The thunderbolt connection to the RTX 3090 is authorized as you can see here:

❯ sudo boltctl info c4010000-0070-740e-0362-00168691c921
[sudo] password for aemonge: 
 ● Cooler Master Technology,Inc MasterCase EG200
   ├─ type:          peripheral
   ├─ name:          MasterCase EG200
   ├─ vendor:        Cooler Master Technology,Inc
   ├─ uuid:          c4010000-0070-740e-0362-00168691c921
   ├─ dbus path:     /org/freedesktop/bolt/devices/c4010000_0070_740e_0362_00168691c921
   ├─ generation:    Thunderbolt 3
   ├─ status:        authorized
   │  ├─ domain:     69078780-60ab-fe2a-ffff-ffffffffffff
   │  ├─ parent:     69078780-60ab-fe2a-ffff-ffffffffffff
   │  ├─ syspath:    /sys/devices/pci0000:00/0000:00:0d.2/domain0/0-0/0-1
   │  ├─ rx speed:   40 Gb/s = 2 lanes * 20 Gb/s
   │  ├─ tx speed:   40 Gb/s = 2 lanes * 20 Gb/s
   │  └─ authflags:  boot
   ├─ authorized:    Wed 24 Jan 2024 06:49:10 AM UTC
   ├─ connected:     Wed 24 Jan 2024 06:49:10 AM UTC
   └─ stored:        Tue 23 Jan 2024 03:50:50 PM UTC
      ├─ policy:     iommu
      └─ key:        no

I really don’t care for the graphics, nor the RTX3090 to be loaded in the xorg nor the graphical interface. I just want it to be used as compute only workloads, and I have followed thouroly this arch wiki External GPU - ArchWiki

But givien that context, my nvidia-smi can’t seam to find the GPU:

❯ nvidia-smi -L
GPU 0: NVIDIA RTX A500 Laptop GPU (UUID: GPU-762410c2-1c0d-ef4a-89ac-91afd926381b)
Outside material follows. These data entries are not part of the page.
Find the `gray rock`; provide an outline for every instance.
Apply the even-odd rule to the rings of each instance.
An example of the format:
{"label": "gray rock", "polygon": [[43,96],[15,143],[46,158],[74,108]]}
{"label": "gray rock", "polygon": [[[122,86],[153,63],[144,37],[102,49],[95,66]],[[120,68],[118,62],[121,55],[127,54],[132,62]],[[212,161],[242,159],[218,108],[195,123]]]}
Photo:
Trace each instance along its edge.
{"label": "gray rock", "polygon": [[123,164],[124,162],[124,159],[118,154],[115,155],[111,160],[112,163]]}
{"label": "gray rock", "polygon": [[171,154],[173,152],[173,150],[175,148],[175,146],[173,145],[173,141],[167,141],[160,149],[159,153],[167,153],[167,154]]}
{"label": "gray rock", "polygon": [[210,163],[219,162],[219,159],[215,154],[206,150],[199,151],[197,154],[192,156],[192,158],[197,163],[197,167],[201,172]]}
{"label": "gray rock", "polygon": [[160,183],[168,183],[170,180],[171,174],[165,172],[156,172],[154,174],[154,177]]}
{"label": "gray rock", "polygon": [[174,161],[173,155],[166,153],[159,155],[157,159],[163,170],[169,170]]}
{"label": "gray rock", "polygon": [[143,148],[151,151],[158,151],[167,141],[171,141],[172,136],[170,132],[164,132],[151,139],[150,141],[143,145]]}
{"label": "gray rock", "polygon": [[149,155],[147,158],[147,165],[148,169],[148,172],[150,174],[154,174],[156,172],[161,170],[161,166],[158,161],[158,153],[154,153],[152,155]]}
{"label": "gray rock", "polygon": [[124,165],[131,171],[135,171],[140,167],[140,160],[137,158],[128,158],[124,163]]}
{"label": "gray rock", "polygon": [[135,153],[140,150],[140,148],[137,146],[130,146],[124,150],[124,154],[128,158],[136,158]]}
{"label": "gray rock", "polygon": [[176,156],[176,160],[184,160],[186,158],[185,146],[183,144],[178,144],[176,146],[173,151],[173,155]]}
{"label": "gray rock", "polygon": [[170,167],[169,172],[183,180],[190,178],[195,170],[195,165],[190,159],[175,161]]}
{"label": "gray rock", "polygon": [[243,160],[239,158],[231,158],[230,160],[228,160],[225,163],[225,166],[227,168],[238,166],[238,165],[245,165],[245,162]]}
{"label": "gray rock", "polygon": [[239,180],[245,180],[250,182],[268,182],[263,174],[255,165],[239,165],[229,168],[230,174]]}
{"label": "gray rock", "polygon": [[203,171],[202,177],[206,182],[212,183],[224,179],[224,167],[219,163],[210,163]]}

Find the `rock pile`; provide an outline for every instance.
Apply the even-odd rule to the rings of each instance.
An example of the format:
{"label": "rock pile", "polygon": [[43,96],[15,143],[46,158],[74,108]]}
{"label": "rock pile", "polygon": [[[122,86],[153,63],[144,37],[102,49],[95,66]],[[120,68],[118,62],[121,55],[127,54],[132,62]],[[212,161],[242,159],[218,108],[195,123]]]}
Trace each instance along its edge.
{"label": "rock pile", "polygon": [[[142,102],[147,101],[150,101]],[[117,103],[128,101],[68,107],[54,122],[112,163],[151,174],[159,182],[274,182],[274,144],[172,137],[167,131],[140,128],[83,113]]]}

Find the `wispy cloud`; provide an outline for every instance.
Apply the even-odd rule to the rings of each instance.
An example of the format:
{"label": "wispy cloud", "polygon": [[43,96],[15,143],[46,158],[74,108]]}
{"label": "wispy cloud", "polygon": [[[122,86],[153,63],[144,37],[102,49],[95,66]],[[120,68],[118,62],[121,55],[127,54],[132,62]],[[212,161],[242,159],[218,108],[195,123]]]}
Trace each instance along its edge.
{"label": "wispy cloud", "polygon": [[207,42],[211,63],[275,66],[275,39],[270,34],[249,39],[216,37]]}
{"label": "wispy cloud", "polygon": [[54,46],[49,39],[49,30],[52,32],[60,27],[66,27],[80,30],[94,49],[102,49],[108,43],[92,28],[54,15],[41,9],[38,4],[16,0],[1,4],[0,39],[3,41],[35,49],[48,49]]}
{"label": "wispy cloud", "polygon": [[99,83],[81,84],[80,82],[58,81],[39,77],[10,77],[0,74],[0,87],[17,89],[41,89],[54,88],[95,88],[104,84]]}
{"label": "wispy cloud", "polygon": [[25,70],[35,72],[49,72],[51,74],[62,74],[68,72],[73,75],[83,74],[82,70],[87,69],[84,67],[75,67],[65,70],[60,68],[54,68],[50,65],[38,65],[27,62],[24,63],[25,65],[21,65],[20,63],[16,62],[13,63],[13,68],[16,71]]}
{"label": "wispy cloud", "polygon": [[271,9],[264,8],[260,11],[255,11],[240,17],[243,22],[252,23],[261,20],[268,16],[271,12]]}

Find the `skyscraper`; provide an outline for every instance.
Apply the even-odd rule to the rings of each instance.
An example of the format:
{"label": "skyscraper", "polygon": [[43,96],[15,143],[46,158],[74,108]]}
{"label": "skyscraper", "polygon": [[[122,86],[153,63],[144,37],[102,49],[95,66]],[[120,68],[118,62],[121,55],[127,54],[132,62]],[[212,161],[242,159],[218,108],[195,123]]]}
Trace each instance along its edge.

Nor can a simple python script, cuda-devices.py:

❯ cat cuda-devics.py
import torch

# Check if CUDA is available
if torch.cuda.is_available():
    print("CUDA is available.")
    # Get the number of CUDA devices
    num_devices = torch.cuda.device_count()
    print(f"Number of CUDA devices: {num_devices}")
    # Get the name of each CUDA device
    for i in range(num_devices):
        print(f"Device {i} name: {torch.cuda.get_device_name(i)}")
else:
    print("CUDA is not available.")
❯ python cuda-devics.py
CUDA is available.
Number of CUDA devices: 1
Device 0 name: NVIDIA RTX A500 Laptop GPU

❯ CUDA_VISIBLE_DEVICES="0,1,2" python cuda-devics.py

CUDA is available.
Number of CUDA devices: 1
Device 0 name: NVIDIA RTX A500 Laptop GPU

I have also tried with these three repositories GitHub - ewagner12/all-ways-egpu: Configure eGPU as primary under Linux Wayland desktops , GitHub - karli-sjoberg/gswitch and GitHub - hertg/egpu-switcher: 🖥🐧 Setup script for eGPUs in Linux (X.Org). To disable the internal GPU’s A500 and Iris Xe but it’s blaking (black screen).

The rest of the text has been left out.